Appreciate your answer regarding the 2nd problem: /resolv.conf is overwritten by sysbox (even if mounted read-only) but thereafter is read-only from within the container. Counter-intuitive but I see why you do it like that and why it works.

UPDATE: It works fine on a t2.small instance with ubuntu 22.04.2 LTS and 5.150-1031-aws.

ctalledo commented 1 year ago

Hi @SkyperTHC,

I see what's going on: shiftfs does not work on top of XFS, so Sysbox was not able to mount shiftfs on the container's /etc/resolv.conf. This causes that file to show up with nobody:nobody permissions inside the container, which in turn prevents Sysbox from modifying the file.

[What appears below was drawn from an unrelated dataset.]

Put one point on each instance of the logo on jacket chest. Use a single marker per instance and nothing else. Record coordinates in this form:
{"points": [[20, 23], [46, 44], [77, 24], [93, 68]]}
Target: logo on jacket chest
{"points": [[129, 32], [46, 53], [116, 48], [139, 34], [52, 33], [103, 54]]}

There are a few solutions / work-arounds:

1) Try a machine with a newer Ubuntu distro (e.g. Ubuntu Jammy or Kinetic). These come with Linux kernel 5.12+, which brings in a feature called "ID-mapped mounts" that replaces shiftfs.

or

2) Upgrade your Ubuntu Focal kernel from 5.4 -> 5.12+ or above. This way you get ID-mapped mounts in your Ubuntu Focal host.

or

3) Place /var/lib/docker (and /var/lib/sysbox) on an EXT4 partition.

I think we could also make an improvement in Sysbox so that even if /etc/resolv.conf has the nobody:nobody ownership inside the container, Sysbox can reconfigure it. That would make things work in your case too.

UPDATE: It works fine on a t2.small instance with ubuntu 22.04.2 LTS and 5.150-1031-aws.

Makes sense, 5.15 brings in ID-mapped mounts as described above :)

Hope this helps!